Failure scenarios and resolutions
Failure	Resolution
Hardware failure (single point)	IBM provides a database that is resilient from a single point of hardware failure within a zone - no configuration is required.
Zone failure	Automatic failover. The database members are distributed between zones. Configuring three members will provide additional resiliency to multiple zone failures.
Data corruption	Backup restore. Use the restored database in production or for source data to correct the corruption in the restored database. Point-in-time restore. Use the restored database in production or for source data to correct the corruption in the restored database.
Regional failure	Backup restore. Use the restored database in production.

Application-level high-availability

Applications that communicate over networks and cloud services are subject to transient connection failures. You want to design your applications to retry connections when errors are caused by a temporary loss in connectivity to your deployment or to IBM Cloud.

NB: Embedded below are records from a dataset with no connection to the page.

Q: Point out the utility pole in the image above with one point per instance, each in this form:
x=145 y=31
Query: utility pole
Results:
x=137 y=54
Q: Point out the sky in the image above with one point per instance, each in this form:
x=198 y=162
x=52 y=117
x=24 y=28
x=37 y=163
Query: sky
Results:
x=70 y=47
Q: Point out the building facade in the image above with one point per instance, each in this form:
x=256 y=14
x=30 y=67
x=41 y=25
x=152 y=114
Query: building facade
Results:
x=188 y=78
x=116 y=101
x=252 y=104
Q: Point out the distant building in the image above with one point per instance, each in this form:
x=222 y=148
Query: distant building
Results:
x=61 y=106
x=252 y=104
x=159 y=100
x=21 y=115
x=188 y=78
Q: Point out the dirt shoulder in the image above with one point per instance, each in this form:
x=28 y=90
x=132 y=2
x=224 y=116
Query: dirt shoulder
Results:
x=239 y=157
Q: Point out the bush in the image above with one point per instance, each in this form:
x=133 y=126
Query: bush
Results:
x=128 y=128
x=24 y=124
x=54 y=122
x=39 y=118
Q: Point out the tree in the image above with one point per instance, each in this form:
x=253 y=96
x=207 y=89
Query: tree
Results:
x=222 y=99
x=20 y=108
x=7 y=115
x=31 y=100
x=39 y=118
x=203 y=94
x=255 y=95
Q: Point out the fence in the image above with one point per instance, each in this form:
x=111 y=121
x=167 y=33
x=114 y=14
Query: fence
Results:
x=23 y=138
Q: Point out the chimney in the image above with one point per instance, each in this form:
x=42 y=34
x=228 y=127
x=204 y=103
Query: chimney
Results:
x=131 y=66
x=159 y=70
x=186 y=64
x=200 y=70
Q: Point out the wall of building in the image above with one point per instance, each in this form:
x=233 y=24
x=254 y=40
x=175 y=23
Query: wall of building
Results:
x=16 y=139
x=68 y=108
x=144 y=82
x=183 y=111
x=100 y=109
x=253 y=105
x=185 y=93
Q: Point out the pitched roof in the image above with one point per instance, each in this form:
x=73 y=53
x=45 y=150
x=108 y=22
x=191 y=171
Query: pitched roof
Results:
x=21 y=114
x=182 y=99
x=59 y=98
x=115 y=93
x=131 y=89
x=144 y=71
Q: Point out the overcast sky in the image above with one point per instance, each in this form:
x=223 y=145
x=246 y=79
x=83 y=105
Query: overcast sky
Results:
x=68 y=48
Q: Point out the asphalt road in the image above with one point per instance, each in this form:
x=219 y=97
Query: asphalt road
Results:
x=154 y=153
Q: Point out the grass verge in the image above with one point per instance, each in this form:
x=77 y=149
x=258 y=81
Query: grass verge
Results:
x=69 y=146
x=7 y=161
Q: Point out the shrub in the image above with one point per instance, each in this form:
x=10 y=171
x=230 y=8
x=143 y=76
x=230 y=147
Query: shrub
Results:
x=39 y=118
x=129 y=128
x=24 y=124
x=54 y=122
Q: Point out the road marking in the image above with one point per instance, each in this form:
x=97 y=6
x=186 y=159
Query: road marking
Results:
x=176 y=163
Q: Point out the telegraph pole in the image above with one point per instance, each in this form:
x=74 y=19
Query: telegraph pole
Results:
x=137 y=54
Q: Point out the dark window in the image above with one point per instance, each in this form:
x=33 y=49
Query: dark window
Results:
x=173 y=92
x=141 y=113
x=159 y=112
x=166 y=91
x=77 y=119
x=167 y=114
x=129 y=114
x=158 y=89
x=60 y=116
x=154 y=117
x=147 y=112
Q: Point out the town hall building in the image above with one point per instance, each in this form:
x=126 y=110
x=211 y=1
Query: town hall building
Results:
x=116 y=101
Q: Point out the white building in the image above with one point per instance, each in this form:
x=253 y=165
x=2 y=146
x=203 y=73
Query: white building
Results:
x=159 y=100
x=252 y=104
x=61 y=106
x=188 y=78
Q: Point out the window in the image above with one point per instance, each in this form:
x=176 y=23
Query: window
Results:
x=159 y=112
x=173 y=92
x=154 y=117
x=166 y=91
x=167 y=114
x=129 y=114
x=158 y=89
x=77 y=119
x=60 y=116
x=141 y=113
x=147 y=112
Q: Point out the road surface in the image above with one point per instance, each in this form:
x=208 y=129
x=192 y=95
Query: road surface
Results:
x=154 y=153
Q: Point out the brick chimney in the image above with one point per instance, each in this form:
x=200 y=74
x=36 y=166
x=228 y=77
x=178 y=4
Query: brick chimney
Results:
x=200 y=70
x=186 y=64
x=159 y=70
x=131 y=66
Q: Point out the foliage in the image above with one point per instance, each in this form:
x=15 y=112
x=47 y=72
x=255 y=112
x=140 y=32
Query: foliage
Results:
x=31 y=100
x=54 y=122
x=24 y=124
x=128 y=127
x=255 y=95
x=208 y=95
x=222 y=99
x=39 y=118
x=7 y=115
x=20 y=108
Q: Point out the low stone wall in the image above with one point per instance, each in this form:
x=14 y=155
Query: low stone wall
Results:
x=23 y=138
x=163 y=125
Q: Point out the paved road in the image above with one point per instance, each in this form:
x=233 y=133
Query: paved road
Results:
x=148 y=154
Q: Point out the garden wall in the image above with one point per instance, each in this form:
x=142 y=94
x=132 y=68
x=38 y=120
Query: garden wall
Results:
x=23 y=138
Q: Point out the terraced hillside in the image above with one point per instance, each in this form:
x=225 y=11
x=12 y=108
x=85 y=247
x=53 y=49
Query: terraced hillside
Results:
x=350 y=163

Your applications must be designed to handle temporary interruptions to the database, implement error handling for failed database commands, and implement retry logic to recover from a temporary interruption.

Several minutes of database unavailability or connection interruption are not expected. Open a support case with details if you have periods longer than a minute with no connectivity so we can investigate.

Your responsibilities for HA and DR

The following information can help you create and continuously practice your plan for HA and DR.

When restoring a database from backups or using point-in-time restore, a new database is created with new connection strings. Existing workloads and processes must be adjusted to consume the new connection strings. Promoting a read replica to a cluster will have a similar impact, although existing read-only portions of the workload will not be impacted.

A recovered database may also need the same customer-created dependencies of the disaster database - make sure the following and other services exist in the recovered region:

IBM® Key Protect for IBM Cloud®
Hyper Protect Crypto Services

Remember that deleting a database also deletes its associated backups. However, deleted databases may be recoverable within a limited timeframe. Refer to the FAQ backups documentation for specific details on database recovery procedures.

It is not possible to copy backups off the IBM Cloud, so consider using the database-specific tools for additional backups. It may be required to recover from malicious database deletion followed by a reclamation-delete of a database. Careful management of IAM access to databases can help reduce exposure to this problem.

The following checklist associated with each feature can help you to create and practice your plan.

Backup restore
- Verify that backups are available at the desired frequency to meet RPO requirements. Managing Cloud Databases backups documents backup frequency. Consider a script using IBM Cloud® Code Engine - Working with the Periodic timer (cron) event producer to create additional on-demand backups to improve RPO if the criticality and size of the database allow.
- There are some restrictions on database restore regions - verify that your restore goals can be achieved by reading managing Cloud Databases backups.
- Verify that the retention period of the backups meet your requirements.
- Schedule test restores regularly to verify that the actual restored times meet the defined RTO. Remember that database size significantly impacts restore time. Consider strategies to minimize restore times, such as breaking down large databases into smaller, more manageable units and purging unused data.
- Verify the Key Protect service.
Point-in-time restore
- Verify the procedures covered earlier.
- Verify desired backup is in the window.

For more information on responsibility ownership between the customer and IBM Cloud for using Databases for MongoDB, see Shared responsibilities for Cloud Databases.

Stay informed: IBM notifications

Updates affecting customer workloads are communicated through IBM Cloud notifications. To stay informed about planned maintenance, announcements, and release notes related to this service, refer to Monitoring notifications and status. In addition, regularly review the Version policy for the latest updates on End-of-Life versions and dates.